Bugs are gone and ground is harder

By Ken Wells

As winter approaches, I’m looking forward to great hikes in the woods when the bugs are gone and soggy ground is frozen. Two forested hikes topping my list are the Mountain Brook trail, north of Elbow Pond in East Andover, and the Great Brook trail on Lakeshore Road near the northernmost end of Pleasant Lake. Both are out-and-back trips. These two trails are enjoyable any time of year, but because they run so close to splashing watercourses, they can have muddy stretches in warm weather. I recommend waterproof footwear and trekking poles. Microspikes are good to take along in freezing weather.

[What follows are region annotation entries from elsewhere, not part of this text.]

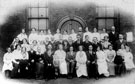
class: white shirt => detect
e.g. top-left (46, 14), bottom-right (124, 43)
top-left (17, 33), bottom-right (28, 41)
top-left (83, 32), bottom-right (92, 42)
top-left (92, 32), bottom-right (100, 41)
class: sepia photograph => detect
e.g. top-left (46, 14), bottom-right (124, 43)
top-left (0, 0), bottom-right (135, 84)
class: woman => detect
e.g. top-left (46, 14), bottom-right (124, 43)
top-left (96, 46), bottom-right (109, 77)
top-left (107, 45), bottom-right (116, 76)
top-left (21, 39), bottom-right (30, 51)
top-left (75, 45), bottom-right (87, 77)
top-left (44, 44), bottom-right (55, 80)
top-left (53, 44), bottom-right (67, 75)
top-left (66, 46), bottom-right (76, 78)
top-left (36, 47), bottom-right (44, 79)
top-left (19, 47), bottom-right (29, 77)
top-left (124, 46), bottom-right (135, 71)
top-left (2, 47), bottom-right (13, 77)
top-left (114, 44), bottom-right (126, 75)
top-left (11, 45), bottom-right (22, 77)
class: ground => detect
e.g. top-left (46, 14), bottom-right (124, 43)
top-left (0, 46), bottom-right (135, 84)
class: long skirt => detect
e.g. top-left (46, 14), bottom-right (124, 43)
top-left (97, 61), bottom-right (109, 76)
top-left (76, 63), bottom-right (88, 77)
top-left (107, 62), bottom-right (115, 76)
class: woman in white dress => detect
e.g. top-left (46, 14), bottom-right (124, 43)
top-left (96, 46), bottom-right (109, 77)
top-left (92, 28), bottom-right (100, 42)
top-left (2, 47), bottom-right (13, 77)
top-left (53, 44), bottom-right (67, 75)
top-left (83, 27), bottom-right (92, 42)
top-left (124, 46), bottom-right (135, 70)
top-left (106, 45), bottom-right (116, 76)
top-left (17, 29), bottom-right (28, 41)
top-left (75, 45), bottom-right (88, 77)
top-left (70, 29), bottom-right (77, 42)
top-left (29, 28), bottom-right (38, 44)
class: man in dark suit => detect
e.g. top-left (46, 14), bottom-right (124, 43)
top-left (115, 34), bottom-right (128, 50)
top-left (109, 26), bottom-right (118, 50)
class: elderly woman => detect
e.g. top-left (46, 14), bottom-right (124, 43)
top-left (53, 44), bottom-right (67, 75)
top-left (106, 45), bottom-right (116, 76)
top-left (66, 46), bottom-right (76, 78)
top-left (2, 47), bottom-right (13, 77)
top-left (75, 45), bottom-right (88, 77)
top-left (44, 44), bottom-right (55, 80)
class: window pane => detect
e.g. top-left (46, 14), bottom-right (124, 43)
top-left (98, 19), bottom-right (105, 30)
top-left (39, 19), bottom-right (47, 30)
top-left (30, 19), bottom-right (38, 29)
top-left (106, 19), bottom-right (114, 30)
top-left (39, 8), bottom-right (48, 17)
top-left (106, 8), bottom-right (114, 17)
top-left (31, 8), bottom-right (38, 17)
top-left (98, 7), bottom-right (106, 17)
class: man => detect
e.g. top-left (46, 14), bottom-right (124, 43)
top-left (109, 26), bottom-right (118, 50)
top-left (115, 34), bottom-right (128, 50)
top-left (83, 35), bottom-right (92, 51)
top-left (73, 34), bottom-right (83, 51)
top-left (83, 27), bottom-right (92, 42)
top-left (86, 45), bottom-right (98, 79)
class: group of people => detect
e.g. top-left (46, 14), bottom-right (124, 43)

Mountain Brook is the primary source that feeds Elbow Pond, which lies just east of Andover village and out of sight on the north side of Rte 11. In the warmer season, the Mountain Brook trail shows a fantastic variety of mushrooms and showy fungus, but when the temperature brings overnight frost, it’s a great great bug-free walk accompanied by talkative water. It’s about four miles round trip. Be sure to take time to contemplate all the small pools and cascades along the way; perhaps take some snacks for a picnic stop.

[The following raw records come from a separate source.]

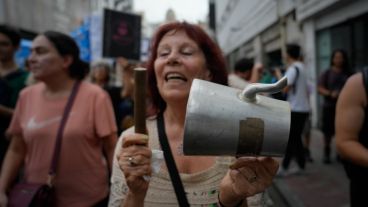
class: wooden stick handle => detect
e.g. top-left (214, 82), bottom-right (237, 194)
top-left (134, 68), bottom-right (147, 134)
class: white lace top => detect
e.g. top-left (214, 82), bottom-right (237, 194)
top-left (109, 118), bottom-right (261, 207)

I won’t spoil the discoveries you can make on the Mountain Brook trail by describing them in detail, but keep a sharp lookout for relics of old roads, dams and bridges from Ragged Mountain’s water- and steam-powered past. Here are a couple of hints: After roughly 45 minutes of walking, the sound of rushing water ahead will become louder and louder – keep going until you discover its source! You could turn back at this point, but if you push on for another ten minutes, the trail crosses the Andover/Hill town line, becoming steeper and leading to another big, abandoned surprise.

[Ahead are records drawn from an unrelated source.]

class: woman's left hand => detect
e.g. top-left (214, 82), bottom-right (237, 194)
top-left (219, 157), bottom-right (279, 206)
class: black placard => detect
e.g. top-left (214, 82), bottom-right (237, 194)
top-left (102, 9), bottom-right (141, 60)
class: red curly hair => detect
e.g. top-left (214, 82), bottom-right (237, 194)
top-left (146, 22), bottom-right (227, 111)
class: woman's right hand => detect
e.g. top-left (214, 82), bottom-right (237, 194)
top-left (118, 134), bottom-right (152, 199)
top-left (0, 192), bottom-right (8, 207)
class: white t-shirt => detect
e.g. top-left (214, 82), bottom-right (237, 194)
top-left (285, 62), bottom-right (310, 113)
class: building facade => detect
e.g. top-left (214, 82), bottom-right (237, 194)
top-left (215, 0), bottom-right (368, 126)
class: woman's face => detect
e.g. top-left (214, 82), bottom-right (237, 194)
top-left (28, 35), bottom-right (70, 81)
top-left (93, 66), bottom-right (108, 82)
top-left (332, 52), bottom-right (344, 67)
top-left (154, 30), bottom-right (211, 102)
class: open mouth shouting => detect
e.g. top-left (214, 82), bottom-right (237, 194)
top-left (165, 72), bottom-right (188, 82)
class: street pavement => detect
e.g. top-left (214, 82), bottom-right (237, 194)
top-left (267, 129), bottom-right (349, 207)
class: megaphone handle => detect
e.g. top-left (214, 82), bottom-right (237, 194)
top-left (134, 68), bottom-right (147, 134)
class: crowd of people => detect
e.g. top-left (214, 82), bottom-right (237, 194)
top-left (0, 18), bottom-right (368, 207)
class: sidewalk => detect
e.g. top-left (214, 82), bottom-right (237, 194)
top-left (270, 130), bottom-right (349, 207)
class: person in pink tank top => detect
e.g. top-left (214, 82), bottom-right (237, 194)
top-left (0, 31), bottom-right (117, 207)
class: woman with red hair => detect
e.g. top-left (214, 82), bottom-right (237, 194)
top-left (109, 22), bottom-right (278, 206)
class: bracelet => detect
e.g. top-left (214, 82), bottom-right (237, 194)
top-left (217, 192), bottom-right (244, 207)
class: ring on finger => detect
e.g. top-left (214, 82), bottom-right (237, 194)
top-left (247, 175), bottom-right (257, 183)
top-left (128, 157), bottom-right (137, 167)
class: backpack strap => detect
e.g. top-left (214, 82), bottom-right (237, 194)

The Great Brook trail begins across the street from a fairly large trailhead parking area near Spring Ledge Farm’s PYO strawberry field, a couple hundred yards north of the intersection of Lakeshore Road out of Elkins and Pleasant Street from New London. The trail parallels the Great Brook itself and is maintained by the New London Conservation Commission. (A trail map is available at www.nl-nhcc.com/trails/great_brook_8.htm). There are several side trails such as the one that cuts over to the parking spot at the end of Pingree Road, about half an hour up the trail. This could be a good bail-out point if you don’t have time or the energy to hike all the way to the trail’s end at the picturesquely-named Devil’s Half Acre beaver pond (which is 2.3 miles one-way, with about 800 feet vertical rise). But if you explore the whole length, you will discover traces of abandoned camps and homesteads which suggest contrasting pictures of easy-living tourist outings and hard-living subsistence farming on these hillsides. If conditions are icy, be very cautious around the steep and rocky Upper Cascades. This would be an especially inconvenient place to have a fall!

If you’d prefer to get some exercise striding out on smoother terrain than the forest floor allows, or you’d like to saunter “side-by-each” in conversation with your hiking companions, I’d recommend the 3-mile partly paved road loop encircling Kezar Lake off Rte 114 in North Sutton. You’ll find a parking lot by the water’s edge between the Follansbee Inn and Wadleigh State Park. The walk is equally lovely whether you go clockwise or counterclockwise around the lake, and car traffic is very light.